Housing debt continuing to outpace income growth: Bill Evans
Bill EvansDecember 7, 2020

GUEST OBSERVER

As expected, the minutes of the monetary policy meeting of the Reserve Bank Board showed that the Bank has been somewhat encouraged by recent developments in the economy.

In particular, conditions in the labour market have continued to improve with employment growth being described as “broadly based across the states”.

Solid employment growth is expected to continue given the current forward indicators in the labour market, although “spare capacity remains”.

On the other hand, the Board continues to be concerned about wages.

Wage growth is described as stable at a low rate, and the forecast is for “growth in wages to remain low for some time, before picking up gradually in response to a strengthening labour market”.

Evidence to support that view is that those industries with stronger employment growth are showing higher wage outcomes.

Another encouraging sign is around non-mining business investment, where forward looking indicators such as capacity utilisation and investment intentions from business surveys suggest a further pick-up.

The Bank is reasonably cautious on this, forecasting that non-mining investment will “strengthen gradually”.

It notes that non-residential investment is also improving although the data from the capex survey still pointed to modest growth at best, with sectors not covered by capex such as education and health looking stronger.

The dark side of the construction cycle centres around residential construction.

The Bank appears to be considerably more optimistic here than Westpac.

It accepts that construction has passed its peak but is still expecting a strong pipeline while continuing to note that “a considerable number of new apartments were scheduled to be completed in the period ahead”.

In the Governor’s statement following this board meeting, he pointed out that conditions in the housing market had eased, notably in Sydney.

The minutes flesh out this point, and in particular note that conditions “had remained strong in Melbourne”.

Overall, the minutes indicate a less comfortable assessment of developments in the housing market than was implied in the statement.

The issue of concern for the Bank is growth in housing debt continuing to outpace income growth.

That summarises why the Bank is most concerned about wages, employment and house price growth.

As with the Governor’s statement, there is no attempt to “jawbone” the Australian dollar.
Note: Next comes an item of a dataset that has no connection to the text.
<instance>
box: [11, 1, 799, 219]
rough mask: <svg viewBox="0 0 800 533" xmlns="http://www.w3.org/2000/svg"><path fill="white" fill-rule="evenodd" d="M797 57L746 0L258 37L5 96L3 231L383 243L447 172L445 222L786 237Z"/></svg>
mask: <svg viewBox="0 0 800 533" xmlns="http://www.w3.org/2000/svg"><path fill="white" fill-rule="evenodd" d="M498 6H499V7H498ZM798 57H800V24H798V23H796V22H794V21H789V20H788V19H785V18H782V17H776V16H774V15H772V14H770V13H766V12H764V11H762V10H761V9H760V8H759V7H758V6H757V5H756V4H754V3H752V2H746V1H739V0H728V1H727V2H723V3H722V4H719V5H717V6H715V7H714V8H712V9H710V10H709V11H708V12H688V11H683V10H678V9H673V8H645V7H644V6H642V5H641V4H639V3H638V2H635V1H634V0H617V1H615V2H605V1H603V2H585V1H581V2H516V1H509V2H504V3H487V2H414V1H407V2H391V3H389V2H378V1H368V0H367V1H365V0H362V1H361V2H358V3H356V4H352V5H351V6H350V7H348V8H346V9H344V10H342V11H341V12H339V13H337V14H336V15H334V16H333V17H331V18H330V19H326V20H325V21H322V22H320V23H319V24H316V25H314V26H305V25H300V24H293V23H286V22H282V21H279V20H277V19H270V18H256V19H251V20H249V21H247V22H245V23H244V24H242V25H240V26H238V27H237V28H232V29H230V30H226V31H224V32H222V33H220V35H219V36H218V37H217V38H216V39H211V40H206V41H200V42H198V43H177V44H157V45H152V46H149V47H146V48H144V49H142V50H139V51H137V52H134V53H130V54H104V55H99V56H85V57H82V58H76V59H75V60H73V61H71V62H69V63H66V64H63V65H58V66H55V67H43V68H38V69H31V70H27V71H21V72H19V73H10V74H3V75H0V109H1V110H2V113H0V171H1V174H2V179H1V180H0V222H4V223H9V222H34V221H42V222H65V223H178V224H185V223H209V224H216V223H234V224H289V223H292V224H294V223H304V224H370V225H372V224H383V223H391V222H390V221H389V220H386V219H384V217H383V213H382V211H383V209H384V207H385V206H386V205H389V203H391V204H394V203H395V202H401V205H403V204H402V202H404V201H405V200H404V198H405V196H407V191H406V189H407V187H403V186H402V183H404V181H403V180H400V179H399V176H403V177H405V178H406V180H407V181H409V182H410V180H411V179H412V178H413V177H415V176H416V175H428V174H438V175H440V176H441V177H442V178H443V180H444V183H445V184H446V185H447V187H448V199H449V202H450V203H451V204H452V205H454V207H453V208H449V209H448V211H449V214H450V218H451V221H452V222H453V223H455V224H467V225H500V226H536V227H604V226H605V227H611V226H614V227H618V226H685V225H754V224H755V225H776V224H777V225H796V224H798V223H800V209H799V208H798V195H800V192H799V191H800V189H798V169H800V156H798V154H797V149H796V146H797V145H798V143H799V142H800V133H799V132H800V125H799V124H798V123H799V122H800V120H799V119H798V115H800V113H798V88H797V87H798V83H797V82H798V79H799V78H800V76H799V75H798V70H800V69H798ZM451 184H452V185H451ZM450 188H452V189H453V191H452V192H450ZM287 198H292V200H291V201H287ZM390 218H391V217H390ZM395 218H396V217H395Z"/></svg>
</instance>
It is accepted that weakness in the US dollar is a key contributor to AUD strength, but it also noted that the rise in the AUD “was weighing on domestic growth and contributing to subdued inflationary pressure”.
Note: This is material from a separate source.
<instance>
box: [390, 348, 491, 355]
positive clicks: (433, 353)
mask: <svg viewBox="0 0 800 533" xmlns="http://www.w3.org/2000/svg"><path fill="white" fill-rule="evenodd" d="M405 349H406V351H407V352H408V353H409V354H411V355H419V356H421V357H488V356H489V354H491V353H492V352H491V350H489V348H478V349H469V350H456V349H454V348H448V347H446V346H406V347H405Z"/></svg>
The warning from the minutes in August is repeated, “a further appreciation of the Australian dollar would be expected to result in a slower pick-up in growth and inflation”.

The discussion on international economic conditions once again centres on China.
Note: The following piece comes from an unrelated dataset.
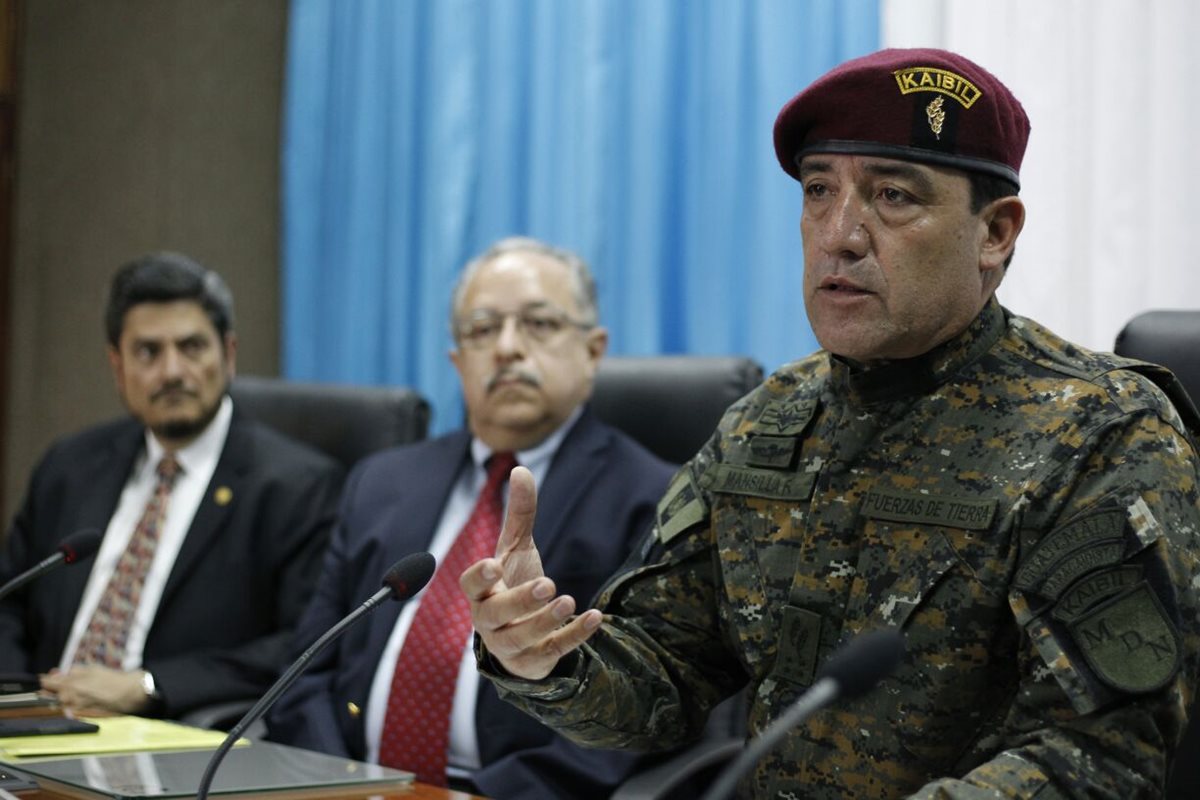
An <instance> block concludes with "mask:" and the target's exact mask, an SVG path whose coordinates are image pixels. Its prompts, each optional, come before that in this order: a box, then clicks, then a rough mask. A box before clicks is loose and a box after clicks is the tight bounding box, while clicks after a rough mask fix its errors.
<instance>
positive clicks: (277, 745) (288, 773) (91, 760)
mask: <svg viewBox="0 0 1200 800" xmlns="http://www.w3.org/2000/svg"><path fill="white" fill-rule="evenodd" d="M60 714H61V712H58V714H55V712H54V711H50V712H49V714H47V712H46V711H44V710H41V711H35V710H32V709H29V710H22V709H11V710H8V709H0V718H5V717H23V716H43V715H44V716H50V717H54V716H59V715H60ZM94 721H95V722H97V724H101V726H102V733H103V732H104V730H109V729H108V728H106V727H104V723H106V722H110V721H115V722H116V723H119V726H120V727H119V728H118V727H114V728H113V730H115V732H116V733H115V734H109V735H126V736H128V739H127V740H126V739H121V740H119V745H125V744H126V742H134V741H151V740H154V739H155V736H158V735H182V736H184V738H185V739H187V738H188V736H193V735H199V736H203V738H204V739H206V740H208V741H206V742H205V744H204V745H203V746H197V745H194V744H193V745H192V746H187V745H180V746H181V748H178V750H169V748H168V750H138V748H133V747H124V746H122V747H121V748H120V750H118V751H108V752H103V751H96V752H94V753H92V754H78V756H68V757H50V758H41V759H31V760H26V759H22V758H0V766H2V768H4V769H6V770H7V771H11V772H17V774H20V775H28V776H29V777H30V778H31V780H32V781H35V782H36V783H38V788H36V789H19V790H18V789H10V790H8V792H11V793H12V795H14V796H17V798H20V800H77V799H79V798H109V796H144V798H154V796H180V793H181V792H184V787H194V786H199V782H200V775H202V774H203V772H204V769H205V768H206V765H208V762H209V760H210V758H211V754H212V750H214V747H215V745H214V744H212V741H214V740H212V735H214V734H215V733H220V732H210V730H200V729H196V728H190V727H186V726H182V727H181V726H178V723H170V722H166V721H154V720H143V718H140V717H109V718H108V720H104V718H96V720H94ZM176 729H178V730H176ZM74 735H83V736H89V738H90V736H92V735H97V734H74ZM143 736H144V738H143ZM42 739H44V738H42V736H36V738H35V740H42ZM2 741H5V740H2V739H0V742H2ZM7 741H10V742H11V741H13V740H7ZM216 741H220V739H217V740H216ZM158 744H162V740H161V739H160V740H158ZM10 752H16V751H12V750H11V751H10ZM112 770H116V772H118V774H119V778H120V780H118V781H116V782H115V783H114V782H112V781H113V780H114V778H113V774H112ZM97 776H102V777H103V780H104V781H108V782H107V783H104V782H100V783H97V782H96V780H95V778H96V777H97ZM97 786H132V787H139V788H137V789H124V790H122V792H120V793H112V792H109V790H107V789H98V788H95V787H97ZM144 787H150V788H144ZM170 787H175V788H174V789H173V790H170V789H169V788H170ZM164 788H166V789H167V790H166V792H164ZM222 790H223V793H224V794H222V793H220V792H222ZM230 792H232V793H234V794H233V795H232V796H234V798H250V796H253V798H263V799H264V800H318V799H319V800H367V799H370V800H486V799H485V798H480V796H479V795H474V794H468V793H466V792H460V790H455V789H446V788H442V787H436V786H430V784H427V783H421V782H415V781H412V780H410V775H409V774H406V772H401V771H397V770H390V769H388V768H382V766H378V765H374V764H366V763H362V762H354V760H350V759H344V758H337V757H334V756H326V754H324V753H317V752H312V751H307V750H300V748H298V747H288V746H284V745H278V744H275V742H269V741H257V740H254V741H250V742H247V744H246V745H245V746H239V747H234V748H232V750H230V751H229V752H227V753H226V758H224V760H223V762H222V764H221V768H220V769H218V770H217V772H216V780H215V781H214V788H212V790H211V792H210V794H209V796H210V798H211V800H221V798H222V796H230V795H229V794H228V793H230ZM186 794H188V795H191V794H194V792H193V790H192V789H187V792H186ZM0 796H6V795H0Z"/></svg>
It appears apparent that the Bank expects growth in the Chinese economy to slow over the course of the next few years, with the key challenge being balancing a commitment to short-term growth targets with the need to address high debt levels.

The implication is that Australia’s commodity prices can be expected to fall over the course of the next few years.

Commentary around the US Federal Reserve has changed somewhat.

In previous minutes, the Board seemed to accept that the Federal Reserve would continue its tightening program.

In these minutes, market pricing is noted to indicate that a rate hike was not expected until the second half of 2018.

Given the Bank’s clear comfort with a lower AUD, this observation might indicate recognition of AUD holding higher for longer than had been anticipated previously.

The minutes are not quite as upbeat as the Governor’s statement indicated.

The improved labour market conditions are recognised but clearly qualified by an expected slow response from wages and ongoing spare capacity.

Improving prospects for non-mining investment are noted, but the peak in the residential construction cycle has been reached, and prospects for non-residential investment are mixed.

The easing of conditions in the housing market, especially in Sydney, are noted, but the qualification that the Melbourne market remains strong is added.

The policy conundrum of rising household debt in an environment of low inflation is emphasised.

While, the commentary notes that financial markets are giving “some expectation of an increase in the cash rate by mid-2018”, there is no signal in these minutes to suggest that the Board sees any urgency around interest rates.

Westpac expects that concerns with weak income growth weighing on consumer spending and eventually the jobs market will dominate the policy debate in 2018.

The sustained application of macro-prudential policies is likely to continue to ease conditions in housing markets precluding any need for the Bank to raise rates next year.

BILL EVANS is chief economist of Westpac.